I haven’t dared cook with mine yet – I have to wait until the kids aren’t going to be eating too.


  1. Sounds great, Owen. What made you think to put the ginger in it? I’m curious to hear what it does for the flavor/aroma.

  2. Perhaps I can answer part of this question. Ginger, like garlic and other species of root veggies is naturally pungent. Meaning that the temp required to make the scent go airborne is at or near room temp. What this does in sauces, soups and other dishes is:

    1. Spreads the flavor to the other parts of your tasting palette and,

    2. Brings your scent receptors into the tasting experiance. You may notice how wine folks will smell the wine right before it’s tasted.

    Hot Sauces and Seasonings are my domain. I am more than happy to share what I know about the ingredients.


    Thomas Burbridge
    E.VP, General Manager, Head Chef
    Paper Chef Enterant
    Taste The Heat, Inc.

  3. Greetings Owen,

    and I had you pegged as an Austrailian…

    My venture into peppers began in 1996 for medincinal reasons. A few things about these peppers.

    Caynne and Chile d’Arbol peppers, are members of the capsicum annuum family has a heat range from 30 to 60,000 heat scoville heat units. The actual heat of the pepper depends on how the plant is grown, when the pod was harvested and how the meal was prepared.

    The main difference between the two peppers is how they interact with the palette.

    Whether it was by luck or design (I tend to think the later after seeing the recipe), combining both peppers would make for a pretty good late cooking or mixing base sauce for a number of dishes.

    To put 50,000 Scoville heat units into perspective, your average jalapeno pepper ranges from 2,000 to 8,500 heat units.

    Tabasco brand ranges from 40,000 to 80,000 heat units.

    Owens recipe would appear to be hotter due to the variety of ingredients especially, the ginger.

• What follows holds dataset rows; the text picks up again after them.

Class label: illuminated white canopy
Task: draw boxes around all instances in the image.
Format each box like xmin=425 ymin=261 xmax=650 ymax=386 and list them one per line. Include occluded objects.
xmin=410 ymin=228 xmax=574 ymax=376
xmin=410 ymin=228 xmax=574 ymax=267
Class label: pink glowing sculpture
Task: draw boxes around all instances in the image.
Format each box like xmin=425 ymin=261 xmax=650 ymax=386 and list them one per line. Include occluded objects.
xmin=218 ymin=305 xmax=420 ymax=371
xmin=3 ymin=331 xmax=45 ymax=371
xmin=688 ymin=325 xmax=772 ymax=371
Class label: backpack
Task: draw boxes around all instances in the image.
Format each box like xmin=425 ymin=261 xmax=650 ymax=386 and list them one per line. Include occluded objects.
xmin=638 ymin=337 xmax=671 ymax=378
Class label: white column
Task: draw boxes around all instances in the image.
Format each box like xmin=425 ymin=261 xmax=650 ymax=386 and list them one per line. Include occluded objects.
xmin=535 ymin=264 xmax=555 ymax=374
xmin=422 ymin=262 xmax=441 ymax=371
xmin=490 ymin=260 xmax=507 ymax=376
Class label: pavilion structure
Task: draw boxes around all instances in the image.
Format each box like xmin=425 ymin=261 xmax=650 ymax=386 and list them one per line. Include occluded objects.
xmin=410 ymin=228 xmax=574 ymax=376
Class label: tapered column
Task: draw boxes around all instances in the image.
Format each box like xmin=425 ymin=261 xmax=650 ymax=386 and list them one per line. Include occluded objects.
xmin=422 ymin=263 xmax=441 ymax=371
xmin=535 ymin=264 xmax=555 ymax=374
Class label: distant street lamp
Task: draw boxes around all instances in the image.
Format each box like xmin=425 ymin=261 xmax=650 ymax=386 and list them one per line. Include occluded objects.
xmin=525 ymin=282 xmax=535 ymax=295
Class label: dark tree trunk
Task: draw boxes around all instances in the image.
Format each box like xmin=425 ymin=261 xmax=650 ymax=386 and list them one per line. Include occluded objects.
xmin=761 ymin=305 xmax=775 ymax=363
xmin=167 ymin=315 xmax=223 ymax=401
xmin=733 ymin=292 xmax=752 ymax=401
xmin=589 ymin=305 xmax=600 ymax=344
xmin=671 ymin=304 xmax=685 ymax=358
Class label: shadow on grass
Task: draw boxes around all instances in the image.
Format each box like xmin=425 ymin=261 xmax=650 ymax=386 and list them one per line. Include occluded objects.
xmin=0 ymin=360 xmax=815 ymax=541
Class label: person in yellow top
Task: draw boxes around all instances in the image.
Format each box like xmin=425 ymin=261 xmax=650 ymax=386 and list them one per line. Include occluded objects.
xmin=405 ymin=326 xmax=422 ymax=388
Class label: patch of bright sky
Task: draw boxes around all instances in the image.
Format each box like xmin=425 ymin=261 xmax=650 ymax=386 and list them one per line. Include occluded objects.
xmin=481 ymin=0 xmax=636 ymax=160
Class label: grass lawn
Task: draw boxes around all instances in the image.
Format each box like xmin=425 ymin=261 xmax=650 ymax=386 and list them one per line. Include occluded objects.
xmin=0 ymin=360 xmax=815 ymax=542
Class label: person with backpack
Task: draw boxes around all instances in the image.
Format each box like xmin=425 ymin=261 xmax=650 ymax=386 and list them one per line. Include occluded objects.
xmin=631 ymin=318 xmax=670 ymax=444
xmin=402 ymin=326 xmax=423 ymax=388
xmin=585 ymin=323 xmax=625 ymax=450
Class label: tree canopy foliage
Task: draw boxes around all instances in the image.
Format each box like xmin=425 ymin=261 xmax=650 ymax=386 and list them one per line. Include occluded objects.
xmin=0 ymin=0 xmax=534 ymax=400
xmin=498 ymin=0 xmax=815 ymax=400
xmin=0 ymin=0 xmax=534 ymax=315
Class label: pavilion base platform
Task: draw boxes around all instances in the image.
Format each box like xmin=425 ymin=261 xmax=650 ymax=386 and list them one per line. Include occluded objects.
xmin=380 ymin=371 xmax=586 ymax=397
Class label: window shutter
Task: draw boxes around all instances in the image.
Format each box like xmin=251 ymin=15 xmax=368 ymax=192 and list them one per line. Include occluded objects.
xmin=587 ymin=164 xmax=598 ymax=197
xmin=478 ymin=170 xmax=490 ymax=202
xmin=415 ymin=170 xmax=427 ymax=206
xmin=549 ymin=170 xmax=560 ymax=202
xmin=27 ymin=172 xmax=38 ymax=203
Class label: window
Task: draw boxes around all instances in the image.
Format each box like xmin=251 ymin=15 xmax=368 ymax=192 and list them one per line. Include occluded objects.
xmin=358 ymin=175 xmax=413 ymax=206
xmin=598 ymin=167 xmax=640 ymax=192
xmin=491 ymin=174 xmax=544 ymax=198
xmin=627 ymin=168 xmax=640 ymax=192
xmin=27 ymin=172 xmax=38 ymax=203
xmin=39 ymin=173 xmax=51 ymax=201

  4. All has been said regarding the -heat units-, and ingredients, so I won’t go there 🙂

    Althou I prefer raw/fresh hot sauces for a variety of reasons, I do continue to experiment and develop new sauces from dry peppers. Since we have access to a great quality and different varieties of peppers, I prefer to dehidrate them in our kitchen.

    Have been planning to post on hot sauce,…but havent gotten around to cmplete the reaserch. Will do soon. Hugs!

  5. Wow! Thanks for the erudite comments Thomas. The ginger was added because I felt it would make the flavor richer, but know I also know WHY!

    I’m a big fan of hot sauces and have always wanted to start making my own – that’s one of the reasons I kept planting peppers…

    I did mix the two kinds deliberately, Thomas.

    I also realise that this isn’t as hot to my taste as I originally thought – I must have had a fair amount of oil on my hands from removing the stems from the dried peppers.

    I tried the sauce yesterday in a very late supper to perk up leftover turkey, leftover noodles and leftover roasted vegetables – I used a quarter teaspoon and stirred it into the noodles and it perked the whole meal up nicely.

  6. So if I understand you, Owen, it was more for depth of flavor than aroma, right? My sense is that the aromatic qualities of the ginger would be masked by all that pepper on the nose, but it might lighten up the sauce a bit.

    I just thought it was a really interesting choice, well done, sir!

  7. I have to admit I wasn’t thinking about the aroma so much as the taste – particularly the lingering part of the taste. I particularly like hot sauces with long/lingering heat. The aroma is clearly more chilli/garlic than anything else. The taste is very good – lots of depth – and the heat hits hard pretty quickly and stays around.

    By the way, all that stuff made about a cup and a half of a very thick sauce. I may thin it further with more lemon juice.